The best way to know the self is feeling oneself at the moments of reckoning. The feeling of being alone, just with your senses, may lead you to think more consciously. More and more of such moments may sensitize ‘you towards you’, towards others. We become regular with introspection and retrospection. We get ‘the’ gradual connect to the higher self we may name Spirituality or God or just a Humane Conscious. We tend to get a rhythm again in life. We need to learn the art of being lonely in crowd while being part of the crowd. A multitude of loneliness in mosaic of relations! One needs to feel it severally, with conscience, before making it a way of life. One needs to live several such lonely moments. One needs to live severallyalone.

Thursday 25 September 2014

AS EXPECTED, MAHARASHTRA'S EXISTING POLITICAL ALLIANCES ARE OVER (FOR NOW)

All this was expected, waiting to happen, and as the time was running out, today was the day, when it had to happen, as the last day of filing nominations for the October 15 Maharashtra assembly election is just on the day after tomorrow, on September 27, a day when prime minister Narendra Modi is scheduled to address the United Nations General Assembly during his much talked about official America trip.

The four major political parties of Maharashtra, Congress, Nationalist Congress Party, Shiv Sena and Bhartiya Janata Party, are going to contest the upcoming assembly polls separately (as of now).

We had two pressers today, by the BJP and the NCP, announcing the split. Representatives of both the parties said they tried hard to save the alliance.
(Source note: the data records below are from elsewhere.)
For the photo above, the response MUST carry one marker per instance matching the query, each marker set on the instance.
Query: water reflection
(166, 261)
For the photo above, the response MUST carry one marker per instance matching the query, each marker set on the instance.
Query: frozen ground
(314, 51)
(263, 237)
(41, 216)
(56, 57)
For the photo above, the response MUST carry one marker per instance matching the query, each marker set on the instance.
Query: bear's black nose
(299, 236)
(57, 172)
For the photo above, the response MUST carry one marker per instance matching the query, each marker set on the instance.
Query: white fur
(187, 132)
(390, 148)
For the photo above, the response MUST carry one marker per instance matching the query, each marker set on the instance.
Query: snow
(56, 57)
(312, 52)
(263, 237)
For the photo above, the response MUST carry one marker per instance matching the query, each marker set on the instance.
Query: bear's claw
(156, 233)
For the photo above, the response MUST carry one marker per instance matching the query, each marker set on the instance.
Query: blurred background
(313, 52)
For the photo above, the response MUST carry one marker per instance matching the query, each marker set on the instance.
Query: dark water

Likewise was the reaction from their 'till the last moment' alliance partners.

The Mahayuti is no longer existent (as of now). The Congress-NCP Combine had its life till today.

Anyway, there is nothing much to read into that. After Congress' humiliating loss and miserable strength in the Lok Sabha elections and the BJP's stupendous (and unexpectedly overwhelming) show, it was written all over.

Sharad Pawar had issued warning to its senior partner immediately after the May 16 General Elections results that Congress needed to accept the reality and had to give more space to the NCP now.  Though the BJP did not issue such explicit warnings, the messages and the feelers were always sent out. Congress' two Lok Sabha seats from Maharashtra were half of the NCP's four while the BJP was five seats ahead of Shiv Sena's 18 MPs. Also, nationally, the party had won majority on its own.


It was also that there were emphatic voices in all the camps against breaking the alliances. The issue being dragged for so long tells us. While writing this, Congress is on with its presser being addressed by the Maharashtra chief minister Prithviraj Chavan while Shiv Sena is expected to come with its formal response tomorrow.

There are already talks of further alliances and deals. Political theories and hypotheses are going to be the high talking points. But that will be tomorrow onwards (including the possibilities of reversals, if any!).

There were many who, in all the four political outfits, were thinking to test the waters separately after long periods of alliances. NCP-Congress alliance was 15 years old while Shiv Sena-BJP combine has had history of a quarter of Century with it.  

Fighting polls together for so many years kept them away from assessing their power and their influence separately on their constituencies across the state. It was hard to say who wielded what influence across the state. It had become difficult for them to assess their situation in terms of real political growth; in terms of gaining and expanding the political ground.

Traditionally, as Congress and Shiv Sena were the senior partners of their respective alliances and had larger presence and a long history in the state, the assessment was not so imperative for them. But it could never have been so with the NCP and the BJP.

Though, the NCP was formed from the breakaway faction of Maharashtra Congress by Sharad Pawar, a major political figure in the state, its beginning was not smooth and the party was forced to join hands with Congress in the very first year, when the Combine had its first government in 1999.  The Shiv Sena-BJP Combine has failed to form the government after 1995.

The status quo was maintainable as long as the status remained more or less unchanged - circumstances predicting continuation of the Congress-NCP government.

That was not so this time. Every survey predicted overwhelming victory for the Shiv Sena-BJP combine quoting the Modi Wave being the major factor after BJP emerging with more seats and an impressive performance in the state. The natural corollary to it was the doomed fate for Congress, an electoral rout, like it had in the Lok Sabha elections. So, the senior partners were no longer in the positions to claim their political seniority in the state.

And these equations gave the BJP and the NCP the leveraging power to bargain to have more seats to contest in the elections as well as the aspirations to go solo to assess and realize their own political ground.

As the bargaining could not come with the results expected, the voices advocating the 'going solo' mantra grew more and more demanding, and it ultimately got the upper hand today when the BJP and the NCP, one after the other, announced to walk out of their respective coalitions.

So, it's an open political sky and a free electoral battleground in Maharashtra tomorrow onwards. And it has the potential of throwing in some U-turns.

It's going to be interesting, for the Pundits, and for the observers.